BT Counterpane CTO Bruce Schneier also points out that the kill-switch concept in general can create more security problems than it purports to solve.  
 
An Internet kill switch also carries plenty of unforeseen consequences, and not just in the US. The Internet is a global network that most businesses and utilities depend on to function, many of them in mission-critical ways – shutting down parts of the Internet in the US would have global ramifications.  
 
Which may be why Senator Lieberman’s chief defense of the PCNAA besides the usual national-security concerns is that the law is necessary to protect Internet service providers from lawsuits. So, for example, if the President orders AT&T to shut down its entire data network to ward off a cyberattack, AT&T’s corporate customers – or anyone else affected – can’t sue the telco for damages due to the business losses they might suffer during the shutdown.
 
Also, says Lieberman somewhat disingenuously, China shuts down its Internet all the time, so why can’t we? 

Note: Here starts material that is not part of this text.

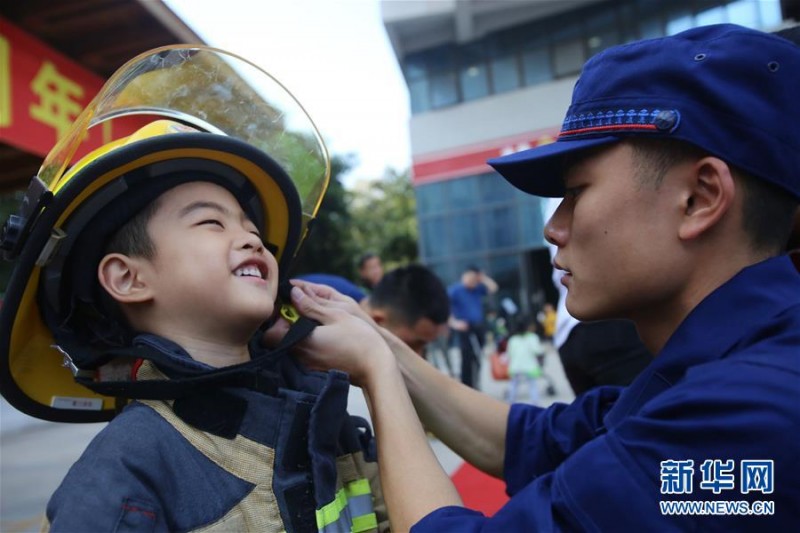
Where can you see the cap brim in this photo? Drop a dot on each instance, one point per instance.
(539, 170)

No wonder the conspiracy wingnuts are worried. 
 
None of this is to say that hacker attacks on “critical infrastructure” (whatever that means) aren’t a potential threat, whether they’re carried out by terrorists, rogue states or organized crime syndicates.  
 
But the actual nature of the threat has been blown way out of proportion. And as long as that’s the case, politicians will continue to propose overblown and useless solutions.